Cystic Fibrosis (superlative disease)

Question 1

What is cystic fibrosis?

Answer 1

An inherited autosomal recessive genetic condition where chromosome 7 which encodes the CFTR protein is faulty. This causes a faulty protein to be created which results in impaired transport of some ions and water within cells.

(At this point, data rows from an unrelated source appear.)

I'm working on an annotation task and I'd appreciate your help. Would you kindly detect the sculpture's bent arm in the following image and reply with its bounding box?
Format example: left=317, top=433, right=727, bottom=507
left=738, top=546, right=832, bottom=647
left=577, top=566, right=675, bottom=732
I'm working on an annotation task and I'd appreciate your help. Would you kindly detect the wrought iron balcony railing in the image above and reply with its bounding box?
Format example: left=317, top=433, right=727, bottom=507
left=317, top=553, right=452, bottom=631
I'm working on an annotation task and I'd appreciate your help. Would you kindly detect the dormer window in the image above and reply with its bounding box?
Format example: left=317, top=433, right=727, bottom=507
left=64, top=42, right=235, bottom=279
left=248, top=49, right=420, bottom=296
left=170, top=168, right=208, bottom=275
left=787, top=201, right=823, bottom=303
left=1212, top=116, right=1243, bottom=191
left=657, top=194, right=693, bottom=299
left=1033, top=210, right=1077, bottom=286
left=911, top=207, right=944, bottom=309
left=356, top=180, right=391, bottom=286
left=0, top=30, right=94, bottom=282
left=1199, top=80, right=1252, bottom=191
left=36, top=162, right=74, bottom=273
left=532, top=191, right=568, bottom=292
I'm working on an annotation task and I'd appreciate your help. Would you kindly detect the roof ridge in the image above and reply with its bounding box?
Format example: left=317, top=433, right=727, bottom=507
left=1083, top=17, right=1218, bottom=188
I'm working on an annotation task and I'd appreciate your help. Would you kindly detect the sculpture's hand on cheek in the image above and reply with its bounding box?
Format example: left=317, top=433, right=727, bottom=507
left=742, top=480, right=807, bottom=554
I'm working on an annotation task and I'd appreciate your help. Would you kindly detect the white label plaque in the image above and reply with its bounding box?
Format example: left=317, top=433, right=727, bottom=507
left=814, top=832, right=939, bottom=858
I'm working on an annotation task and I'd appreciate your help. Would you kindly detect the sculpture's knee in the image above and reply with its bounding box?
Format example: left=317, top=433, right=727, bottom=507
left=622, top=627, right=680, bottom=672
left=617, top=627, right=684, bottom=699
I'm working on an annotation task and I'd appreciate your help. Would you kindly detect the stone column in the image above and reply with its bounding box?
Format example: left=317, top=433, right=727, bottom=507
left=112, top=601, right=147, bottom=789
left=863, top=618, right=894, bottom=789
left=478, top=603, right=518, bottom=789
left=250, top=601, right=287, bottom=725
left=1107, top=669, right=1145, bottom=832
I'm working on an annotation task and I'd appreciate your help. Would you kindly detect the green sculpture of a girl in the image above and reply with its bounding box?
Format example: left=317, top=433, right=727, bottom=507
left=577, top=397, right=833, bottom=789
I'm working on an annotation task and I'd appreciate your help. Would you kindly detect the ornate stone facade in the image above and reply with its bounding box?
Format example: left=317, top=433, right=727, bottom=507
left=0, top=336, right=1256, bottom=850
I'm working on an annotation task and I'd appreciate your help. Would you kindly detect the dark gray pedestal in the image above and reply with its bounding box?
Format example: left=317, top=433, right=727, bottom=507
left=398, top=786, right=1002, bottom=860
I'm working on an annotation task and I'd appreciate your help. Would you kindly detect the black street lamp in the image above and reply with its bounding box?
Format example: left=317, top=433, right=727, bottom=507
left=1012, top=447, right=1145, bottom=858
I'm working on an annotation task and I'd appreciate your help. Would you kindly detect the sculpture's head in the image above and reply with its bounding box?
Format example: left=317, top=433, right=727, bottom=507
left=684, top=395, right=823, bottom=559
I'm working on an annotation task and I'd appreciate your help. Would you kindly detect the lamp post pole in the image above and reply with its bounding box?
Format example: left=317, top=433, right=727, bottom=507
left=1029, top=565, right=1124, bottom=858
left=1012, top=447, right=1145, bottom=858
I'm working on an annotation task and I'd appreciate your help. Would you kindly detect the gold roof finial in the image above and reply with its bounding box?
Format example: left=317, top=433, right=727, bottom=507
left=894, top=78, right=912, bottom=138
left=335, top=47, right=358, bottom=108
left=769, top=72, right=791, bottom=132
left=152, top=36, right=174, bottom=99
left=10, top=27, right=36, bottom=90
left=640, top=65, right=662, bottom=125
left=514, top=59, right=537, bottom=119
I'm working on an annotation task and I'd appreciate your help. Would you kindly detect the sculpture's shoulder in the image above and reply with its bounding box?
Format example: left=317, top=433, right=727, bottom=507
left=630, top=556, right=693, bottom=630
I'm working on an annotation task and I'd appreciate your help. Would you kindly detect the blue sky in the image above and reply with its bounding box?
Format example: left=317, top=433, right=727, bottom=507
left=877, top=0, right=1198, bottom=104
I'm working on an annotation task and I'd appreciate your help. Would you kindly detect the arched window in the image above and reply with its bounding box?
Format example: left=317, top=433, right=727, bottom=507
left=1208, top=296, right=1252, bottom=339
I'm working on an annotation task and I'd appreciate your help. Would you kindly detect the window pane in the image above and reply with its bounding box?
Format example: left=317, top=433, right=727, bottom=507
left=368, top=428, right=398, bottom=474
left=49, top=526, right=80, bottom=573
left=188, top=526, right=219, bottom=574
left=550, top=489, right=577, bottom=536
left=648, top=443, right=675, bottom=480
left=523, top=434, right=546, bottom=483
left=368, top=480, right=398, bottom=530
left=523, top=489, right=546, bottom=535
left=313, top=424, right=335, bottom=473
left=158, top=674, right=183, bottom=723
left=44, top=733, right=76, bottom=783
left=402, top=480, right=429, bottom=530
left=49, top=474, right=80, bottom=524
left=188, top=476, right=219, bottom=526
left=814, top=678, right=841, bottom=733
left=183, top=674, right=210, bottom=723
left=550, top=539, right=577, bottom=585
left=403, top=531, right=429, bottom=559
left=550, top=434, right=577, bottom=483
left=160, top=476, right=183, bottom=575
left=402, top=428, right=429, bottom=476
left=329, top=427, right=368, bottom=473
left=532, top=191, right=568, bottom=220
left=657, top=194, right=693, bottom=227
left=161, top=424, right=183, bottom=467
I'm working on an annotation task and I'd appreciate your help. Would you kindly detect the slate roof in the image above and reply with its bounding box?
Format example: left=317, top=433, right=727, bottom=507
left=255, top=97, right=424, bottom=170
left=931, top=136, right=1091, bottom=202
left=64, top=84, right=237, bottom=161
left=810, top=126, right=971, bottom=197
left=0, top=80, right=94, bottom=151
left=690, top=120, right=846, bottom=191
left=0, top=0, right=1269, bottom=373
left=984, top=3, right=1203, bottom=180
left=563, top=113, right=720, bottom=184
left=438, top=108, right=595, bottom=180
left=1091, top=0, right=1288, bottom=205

This results in ducts to become obstructed with mucus.

Question 2

What does the CFTR protein do?

Answer 2

Channel protein sitting within a membrane controlling the movement of water and chloride ions across the membrane.
Many mutations on the CFTR protein therefor hard to treat.
As chloride ions can’t be moved it results in sticky mucus to build up outside of cells causing scar formation.

Question 3

What are common results on the body seen from defects of the CFTR protein?

Answer 3

Leads to respiratory diseases-
Thickened mucus is difficult to clear and so predisposes the patient to reoccurring infections leading to scaring on the lungs

High amount of sodium in sweat- resulting in lost salt in the blood vessels which results in patients not being able to detect first and therefore being dehydrated

Pancreatic insufficiency-
Abnormal ion transport leads to secretions being dehydrated and stagnate in pancreatic duct, leading to damage of the duct leading to damage of pancrease and links to diabetes.

Biliary disease-
Bowl duct damaged causing concentrated bile which damages lumen wall.

Liver scaring-
Scaring of the liver due to ion transport.

Gastrointestinal disease-
Changes of fluid movement in the intestines causing constipation and problems.

Infertility-
Most males are infertile.
Females have thicker cervical mucus therefor struggle with fertility.

Question 4

What is the epidemiology?

Answer 4

Most common in white/ Caucasians people, both parents have to carry the gene.
Normally diagnosed early in life which increases life expectancy.

Question 5

What are the symptoms?

Answer 5

serious bowl obstructions at birth,
Signs of jaundice at birth,
persistent cough,
Coughing fits,
Inflammation of the lungs therefore wheezing, SOB.
Reoccurring chest and lungs infections as mucus is a good breading ground for bacteria,
Large smelly stools,
Malnutrition and poor weight as well as delayed puberty.

Nasal polyps,
Arthritis,
Diabetes,

Question 6

What are some of the treatments?

Answer 6

Medication (often to loosen secretions)-
Bronchodilators,
Hypertonic saline nebuliser,
Antibiotics,
Steroids,
Routine vaccinations,
Digestive enzyme creon,

Dietary advice,
Education,
Exercise,

Physio-
Postural drainage,
Percussions,
Breathing exercises,
Suction,

Lung transplante,

Question 7

What is the prognosis?

Answer 7

No cure or prevention, however almost half of CF patients live upton40:

Question 8

What can be used in babies to identify cystic fibrosis?

Answer 8

Heel prick test

Question 9

What is the chance of 2 carries with CF of having an affected baby and there chance of having a baby who carries CF?

Answer 9

1-in-4 chance of having an affected baby and a 1-in-2 chance that their baby will be a carrier.